Scienza, Supernews

Felicia Kingsley scrive una lettera al Ministero della Salute e a Giorgia Meloni dopo la morte del neonato al Pertini

“Scrivo da donna, da libera professionista, da mamma perché la tragedia del Pertini di Roma mi ha fatto capire che non posso più tacere”. Inizia così la lettera aperta firmata dall’autrice romance Felicia Kingsley indirizzata al Ministero della Salute e al Presidente del Consiglio Giorgia Meloni.

Al centro della lettera il tema del parto e il “libero arbitrio della donna”. Concetto, questo, sviluppato dalla Kingsley in più punti-proposte.

Dalla possibilità effettiva di scegliere l’opzione “rooming-in“, all’epidurale, all’episiotomia. Sono molteplici i punti toccati e che ora attendono risposte.


“L’idea iniziale era scrivere a un giornale, ma non volevo che – poiché alcune testate sembrano essere ritenute di questa o quella parte – le mie parole fossero strumentalizzate politicamente. Il mio unico interesse è arrivare alle persone che possono davvero cambiare la situazione”, scrive la Kingsley sotto al post contenente la lettera che noi riportiamo integralmente.

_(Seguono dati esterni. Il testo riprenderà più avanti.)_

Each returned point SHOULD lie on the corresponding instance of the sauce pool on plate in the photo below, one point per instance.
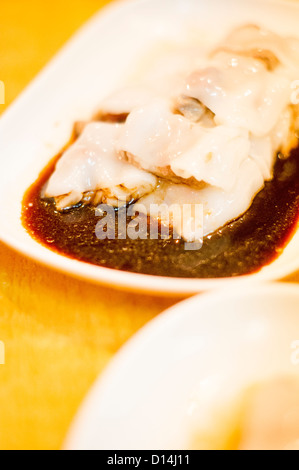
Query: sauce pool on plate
(241, 247)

Lettera al Ministero della Salute e al Presidente del Consiglio

Scrivo da donna, da libera professionista, da mamma perché la tragedia del Pertini di Roma mi ha fatto capire che non posso più tacere.

Poiché questo Governo ha espresso più volte l’intenzione di favorire le famiglie e la natalità, per sostenere davvero le prime e potenziare le seconde credo che si debba partire proprio dalle politiche sanitarie che riguardano la gravidanza, il parto e il post-parto.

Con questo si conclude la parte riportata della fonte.